Maybe you're validating an idea before investing time in a real API.
Or maybe you have a demo with a client, and you need to show something—even if it's just a mock.
Whatever the reason, development gets blocked surprisingly often by missing backend functionality.
The Usual Options
Most developers end up doing one of these:
Option 1: Hardcoded JSON
const users = [
{ id: 1, name: "John Doe" },
{ id: 2, name: "Jane Smith" }
];
This works for a few hours—or until the next sprint, when you need to rewrite the whole logic so it actually works with a real API.
Then you need:
- Pagination
- Filtering
- Search
- CRUD operations
- Authentication
- Relationships
And suddenly your fake backend becomes a project of its own.
Option 2: JSON Server
JSON Server is great, but eventually I found myself constantly editing JSON files, creating custom routes, and manually managing relationships between resources.
Option 3: Build the Backend First
This is often the "correct" solution.
But then again, you can't really demo a backend to a non-technical stakeholder and expect them to be amazed by the work being done.
It's also the slowest approach.
What I Actually Needed
I wanted something that could generate:
- GET endpoints
- POST endpoints
- PATCH endpoints
- DELETE endpoints
- Realistic fake data
- Pagination
- Filtering
- Relationships between resources
Without writing backend code.
Example
Let's say I'm building a blog application.
I create two resources:
Users
{
"name": "string",
"email": "email",
"avatar": "image"
}
Posts
{
"title": "string",
"content": "text",
"userId": "relation"
}
A few seconds later, I have:
GET /users
GET /users/:id
POST /users
PATCH /users/:id
DELETE /users/:id
GET /posts
GET /posts/:id
POST /posts
PATCH /posts/:id
DELETE /posts/:id
With realistic generated data.
Why This Matters
The biggest advantage isn't the fake data.
It's momentum.
Frontend development can continue immediately.
Designers can review flows.
Stakeholders can click through a working product.
Mobile apps can integrate against stable endpoints.
QA can start testing.
All before a production backend exists.
And perhaps most importantly: once the real backend is ready, there are usually very few changes needed.
Maybe a URL swap.
Maybe adding or removing a header.
That's it.
Loading states, error handling, authentication, pagination, filtering, and sorting have already been implemented and tested.

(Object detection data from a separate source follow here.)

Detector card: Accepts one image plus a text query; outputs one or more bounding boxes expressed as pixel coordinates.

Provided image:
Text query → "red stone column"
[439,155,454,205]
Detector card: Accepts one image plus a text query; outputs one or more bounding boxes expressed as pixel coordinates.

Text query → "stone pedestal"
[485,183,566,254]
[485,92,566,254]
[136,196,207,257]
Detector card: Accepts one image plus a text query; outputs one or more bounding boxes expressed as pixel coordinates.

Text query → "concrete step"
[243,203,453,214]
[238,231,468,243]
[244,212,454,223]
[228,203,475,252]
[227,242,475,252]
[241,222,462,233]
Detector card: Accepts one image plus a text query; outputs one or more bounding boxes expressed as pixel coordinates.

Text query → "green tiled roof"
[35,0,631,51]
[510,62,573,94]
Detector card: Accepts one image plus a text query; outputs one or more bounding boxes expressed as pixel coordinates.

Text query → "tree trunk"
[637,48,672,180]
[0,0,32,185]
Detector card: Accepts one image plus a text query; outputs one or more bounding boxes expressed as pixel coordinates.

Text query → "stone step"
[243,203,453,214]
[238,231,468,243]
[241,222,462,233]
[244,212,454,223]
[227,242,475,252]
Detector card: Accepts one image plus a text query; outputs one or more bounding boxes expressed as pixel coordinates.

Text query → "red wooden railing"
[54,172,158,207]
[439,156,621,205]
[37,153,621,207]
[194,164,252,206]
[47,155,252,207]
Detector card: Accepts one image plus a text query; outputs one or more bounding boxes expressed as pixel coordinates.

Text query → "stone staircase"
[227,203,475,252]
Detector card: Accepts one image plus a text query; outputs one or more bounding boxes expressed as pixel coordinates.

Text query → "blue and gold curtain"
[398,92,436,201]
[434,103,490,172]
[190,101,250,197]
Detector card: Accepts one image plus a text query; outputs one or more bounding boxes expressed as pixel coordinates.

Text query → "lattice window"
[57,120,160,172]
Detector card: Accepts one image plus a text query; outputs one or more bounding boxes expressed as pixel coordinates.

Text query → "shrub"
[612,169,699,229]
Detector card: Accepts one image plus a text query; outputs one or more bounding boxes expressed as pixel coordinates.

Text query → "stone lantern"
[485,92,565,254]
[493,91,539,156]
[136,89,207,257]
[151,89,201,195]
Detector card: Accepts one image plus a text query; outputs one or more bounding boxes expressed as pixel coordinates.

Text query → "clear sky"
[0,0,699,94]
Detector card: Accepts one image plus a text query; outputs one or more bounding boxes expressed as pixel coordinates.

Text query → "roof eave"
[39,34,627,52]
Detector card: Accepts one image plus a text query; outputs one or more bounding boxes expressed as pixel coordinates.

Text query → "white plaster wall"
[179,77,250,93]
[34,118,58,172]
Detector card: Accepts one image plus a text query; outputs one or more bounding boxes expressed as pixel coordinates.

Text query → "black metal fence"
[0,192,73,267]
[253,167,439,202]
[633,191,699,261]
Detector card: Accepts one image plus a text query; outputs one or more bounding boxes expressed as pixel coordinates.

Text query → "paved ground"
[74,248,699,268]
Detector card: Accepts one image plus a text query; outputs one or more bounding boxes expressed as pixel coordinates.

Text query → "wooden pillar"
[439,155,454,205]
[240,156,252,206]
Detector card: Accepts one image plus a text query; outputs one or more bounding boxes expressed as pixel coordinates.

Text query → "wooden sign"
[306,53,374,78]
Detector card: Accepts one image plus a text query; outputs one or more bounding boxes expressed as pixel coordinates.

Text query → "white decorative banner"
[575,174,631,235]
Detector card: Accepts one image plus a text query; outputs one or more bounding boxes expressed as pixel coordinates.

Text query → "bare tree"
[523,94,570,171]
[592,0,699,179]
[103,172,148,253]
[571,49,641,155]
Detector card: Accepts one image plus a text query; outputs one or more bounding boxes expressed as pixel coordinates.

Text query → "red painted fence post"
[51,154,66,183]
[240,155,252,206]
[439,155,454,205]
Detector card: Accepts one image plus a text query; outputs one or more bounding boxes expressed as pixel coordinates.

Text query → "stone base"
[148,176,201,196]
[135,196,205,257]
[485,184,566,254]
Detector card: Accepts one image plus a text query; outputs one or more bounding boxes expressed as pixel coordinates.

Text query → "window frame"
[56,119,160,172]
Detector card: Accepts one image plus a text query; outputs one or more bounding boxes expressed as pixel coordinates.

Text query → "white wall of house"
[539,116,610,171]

Additional Features That Became Surprisingly Useful
While building my own projects, I found myself needing:
- Authentication mocking
- Scenario-based responses
- Resource relationships
- Sorting and filtering
- OpenAPI imports for existing specifications
These features made the mock API behave much closer to a real production system.
The Tool I Ended Up Building
After repeatedly solving this problem across different projects, I decided to build my own solution: RestFaker.
The goal was simple:
Generate complete REST APIs in minutes so developers can keep building instead of waiting.

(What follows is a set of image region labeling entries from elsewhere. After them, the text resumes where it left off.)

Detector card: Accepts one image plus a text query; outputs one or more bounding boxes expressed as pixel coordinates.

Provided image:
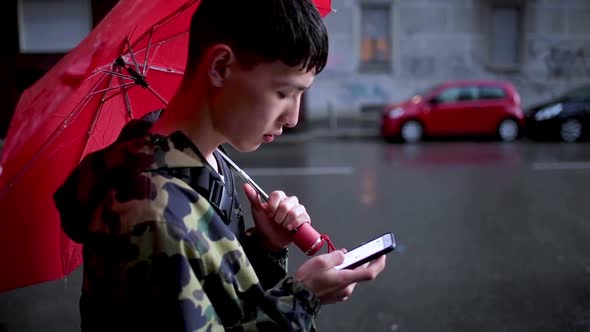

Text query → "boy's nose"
[283,98,301,128]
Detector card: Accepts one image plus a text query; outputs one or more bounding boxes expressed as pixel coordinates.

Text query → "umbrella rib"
[100,70,134,80]
[120,66,133,119]
[128,0,201,51]
[142,27,154,77]
[149,66,184,75]
[0,72,106,196]
[82,75,114,137]
[130,31,188,58]
[125,38,140,73]
[89,83,135,96]
[147,86,168,105]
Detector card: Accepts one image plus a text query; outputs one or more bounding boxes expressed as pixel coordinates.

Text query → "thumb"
[244,183,262,209]
[325,250,344,267]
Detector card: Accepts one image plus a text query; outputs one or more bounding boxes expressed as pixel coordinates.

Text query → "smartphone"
[334,233,395,270]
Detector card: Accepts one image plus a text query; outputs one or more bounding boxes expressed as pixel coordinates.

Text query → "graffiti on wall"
[529,43,590,79]
[340,82,391,103]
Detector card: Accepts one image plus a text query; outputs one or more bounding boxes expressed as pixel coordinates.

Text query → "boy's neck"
[150,83,224,170]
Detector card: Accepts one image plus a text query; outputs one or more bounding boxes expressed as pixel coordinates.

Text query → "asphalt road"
[0,139,590,332]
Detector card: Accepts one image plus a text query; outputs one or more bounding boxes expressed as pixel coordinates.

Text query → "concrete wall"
[307,0,590,119]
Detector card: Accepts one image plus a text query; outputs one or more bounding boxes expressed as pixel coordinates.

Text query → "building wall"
[307,0,590,119]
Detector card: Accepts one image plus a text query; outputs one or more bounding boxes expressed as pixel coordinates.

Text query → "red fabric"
[0,0,330,292]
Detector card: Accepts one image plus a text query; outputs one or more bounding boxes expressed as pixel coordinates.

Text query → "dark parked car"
[525,84,590,142]
[381,80,524,142]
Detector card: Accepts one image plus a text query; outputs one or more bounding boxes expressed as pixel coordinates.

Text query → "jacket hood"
[53,113,203,243]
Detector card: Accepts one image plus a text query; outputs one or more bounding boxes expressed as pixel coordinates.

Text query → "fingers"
[267,190,311,230]
[312,250,344,270]
[341,255,385,284]
[243,183,262,209]
[273,196,299,224]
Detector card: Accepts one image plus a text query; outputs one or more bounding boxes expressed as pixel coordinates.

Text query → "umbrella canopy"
[0,0,331,291]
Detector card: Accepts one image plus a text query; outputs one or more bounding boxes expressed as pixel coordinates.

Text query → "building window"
[489,6,522,69]
[360,4,391,71]
[18,0,92,53]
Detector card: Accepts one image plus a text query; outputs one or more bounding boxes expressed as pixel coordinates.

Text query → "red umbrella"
[0,0,331,291]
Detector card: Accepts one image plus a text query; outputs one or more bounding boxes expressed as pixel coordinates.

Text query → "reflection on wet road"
[238,141,590,332]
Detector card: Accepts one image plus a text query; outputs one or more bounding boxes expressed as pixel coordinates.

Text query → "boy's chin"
[231,143,262,152]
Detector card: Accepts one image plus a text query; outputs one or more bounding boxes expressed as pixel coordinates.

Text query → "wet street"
[0,139,590,332]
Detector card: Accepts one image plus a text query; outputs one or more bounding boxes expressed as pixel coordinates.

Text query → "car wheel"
[498,119,518,142]
[401,120,424,143]
[559,119,582,142]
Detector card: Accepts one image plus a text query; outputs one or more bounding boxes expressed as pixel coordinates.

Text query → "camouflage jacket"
[54,120,320,331]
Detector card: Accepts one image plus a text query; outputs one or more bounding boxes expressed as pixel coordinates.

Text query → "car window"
[478,86,506,99]
[436,87,477,104]
[565,86,590,101]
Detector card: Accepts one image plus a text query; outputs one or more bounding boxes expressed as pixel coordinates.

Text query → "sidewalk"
[275,119,379,143]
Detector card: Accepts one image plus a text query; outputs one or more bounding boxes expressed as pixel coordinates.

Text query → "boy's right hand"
[294,250,385,304]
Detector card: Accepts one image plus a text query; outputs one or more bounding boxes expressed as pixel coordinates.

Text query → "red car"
[381,80,525,143]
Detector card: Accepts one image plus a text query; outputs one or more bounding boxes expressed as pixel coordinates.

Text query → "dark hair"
[187,0,328,74]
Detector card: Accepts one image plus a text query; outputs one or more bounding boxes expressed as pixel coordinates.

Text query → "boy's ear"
[207,44,235,88]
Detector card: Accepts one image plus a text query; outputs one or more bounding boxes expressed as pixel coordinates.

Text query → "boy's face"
[212,61,315,152]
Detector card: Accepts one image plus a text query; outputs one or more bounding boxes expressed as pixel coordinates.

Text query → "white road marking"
[244,167,354,176]
[533,161,590,171]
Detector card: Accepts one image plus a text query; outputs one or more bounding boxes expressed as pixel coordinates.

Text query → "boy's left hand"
[244,183,311,251]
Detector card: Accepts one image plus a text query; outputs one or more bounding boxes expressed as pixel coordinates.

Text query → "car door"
[473,85,511,134]
[426,87,484,135]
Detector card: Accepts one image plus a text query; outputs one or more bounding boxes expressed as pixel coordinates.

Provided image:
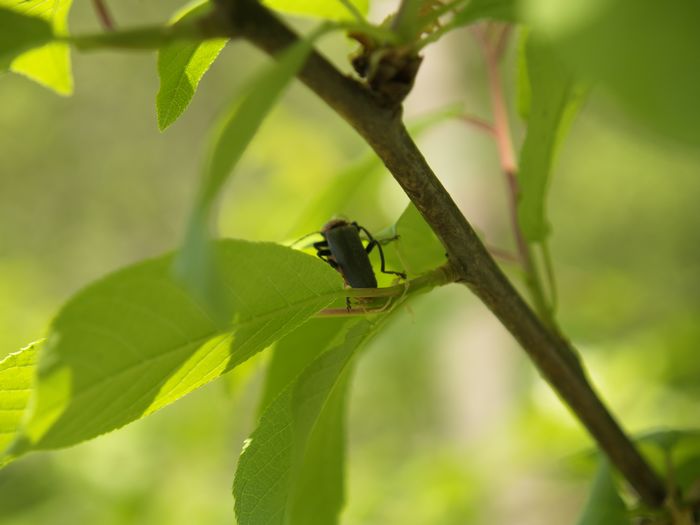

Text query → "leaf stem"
[92,0,116,31]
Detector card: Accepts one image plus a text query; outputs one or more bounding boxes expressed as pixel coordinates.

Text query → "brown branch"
[473,26,556,327]
[212,0,666,507]
[92,0,115,31]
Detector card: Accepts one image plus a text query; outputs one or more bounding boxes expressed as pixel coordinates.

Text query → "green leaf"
[577,458,631,525]
[177,26,325,315]
[233,319,379,525]
[4,240,342,453]
[450,0,518,27]
[0,0,73,95]
[391,203,447,277]
[518,37,586,242]
[0,7,53,70]
[259,317,350,414]
[0,342,41,458]
[522,0,700,146]
[156,0,228,131]
[263,0,369,20]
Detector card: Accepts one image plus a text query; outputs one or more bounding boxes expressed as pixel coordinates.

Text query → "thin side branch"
[216,0,666,507]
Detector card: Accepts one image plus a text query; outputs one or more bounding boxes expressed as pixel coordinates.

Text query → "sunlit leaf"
[0,0,73,95]
[0,343,41,456]
[518,37,586,242]
[176,26,322,315]
[451,0,518,26]
[263,0,369,20]
[0,7,53,70]
[233,319,378,525]
[4,240,342,460]
[260,318,350,413]
[156,0,227,131]
[522,0,700,145]
[577,459,632,525]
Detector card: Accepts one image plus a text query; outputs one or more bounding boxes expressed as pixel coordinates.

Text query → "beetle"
[313,219,406,310]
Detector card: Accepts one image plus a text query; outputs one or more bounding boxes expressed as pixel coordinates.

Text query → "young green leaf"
[518,37,586,242]
[0,342,41,456]
[233,319,381,525]
[0,7,53,70]
[577,458,631,525]
[156,0,227,131]
[259,317,351,414]
[521,0,700,146]
[4,240,342,453]
[176,26,325,315]
[0,0,73,95]
[392,0,423,43]
[263,0,369,20]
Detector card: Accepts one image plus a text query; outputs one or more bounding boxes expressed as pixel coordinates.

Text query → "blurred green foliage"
[0,0,700,525]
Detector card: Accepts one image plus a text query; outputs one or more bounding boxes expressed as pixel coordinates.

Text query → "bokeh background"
[0,0,700,525]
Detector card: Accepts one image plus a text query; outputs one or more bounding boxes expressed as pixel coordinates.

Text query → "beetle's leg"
[363,235,406,279]
[353,226,406,279]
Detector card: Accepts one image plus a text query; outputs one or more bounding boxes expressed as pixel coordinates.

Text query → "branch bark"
[216,0,666,507]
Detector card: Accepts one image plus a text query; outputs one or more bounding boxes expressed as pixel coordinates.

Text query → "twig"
[216,0,666,507]
[473,27,555,326]
[459,115,496,138]
[92,0,116,31]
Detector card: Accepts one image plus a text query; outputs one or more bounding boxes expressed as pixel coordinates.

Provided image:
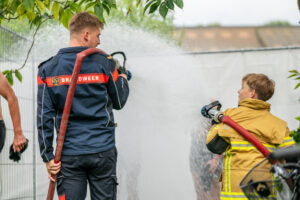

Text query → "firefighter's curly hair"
[242,73,275,101]
[69,12,103,35]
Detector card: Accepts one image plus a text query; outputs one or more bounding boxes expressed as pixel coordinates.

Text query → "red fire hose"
[47,48,106,200]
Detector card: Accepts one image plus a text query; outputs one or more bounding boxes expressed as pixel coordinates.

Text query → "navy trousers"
[57,147,118,200]
[0,120,6,152]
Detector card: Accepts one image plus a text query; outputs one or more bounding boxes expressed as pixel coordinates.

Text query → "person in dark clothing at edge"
[37,12,129,200]
[0,72,26,152]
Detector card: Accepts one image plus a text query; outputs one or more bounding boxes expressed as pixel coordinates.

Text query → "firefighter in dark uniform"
[37,12,129,200]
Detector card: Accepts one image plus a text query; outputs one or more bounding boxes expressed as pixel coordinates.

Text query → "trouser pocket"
[112,175,119,200]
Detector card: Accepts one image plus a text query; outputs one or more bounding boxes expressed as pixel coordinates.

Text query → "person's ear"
[83,31,89,42]
[250,90,257,99]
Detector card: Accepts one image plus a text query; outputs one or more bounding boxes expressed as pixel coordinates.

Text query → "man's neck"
[69,40,87,47]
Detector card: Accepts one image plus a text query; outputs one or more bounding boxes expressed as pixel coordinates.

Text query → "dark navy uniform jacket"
[37,47,129,162]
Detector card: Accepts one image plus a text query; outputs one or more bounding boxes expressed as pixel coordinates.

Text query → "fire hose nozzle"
[201,101,223,123]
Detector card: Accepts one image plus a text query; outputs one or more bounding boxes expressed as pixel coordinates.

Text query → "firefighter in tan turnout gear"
[206,74,295,200]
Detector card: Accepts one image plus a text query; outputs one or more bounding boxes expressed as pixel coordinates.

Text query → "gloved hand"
[201,105,211,118]
[9,139,29,162]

It automatically creates CRUD endpoints, generates realistic data, supports relationships between resources, and provides authentication and scenario testing features.
Final Thoughts
Frontend development shouldn't stop because a backend isn't ready.
Whether you're building an MVP, testing a new idea, creating demos, or working with a distributed team, having a realistic API available immediately can dramatically speed up development.
Do you use JSON Server, Mockoon, Postman Mocks, custom Express servers, or something else?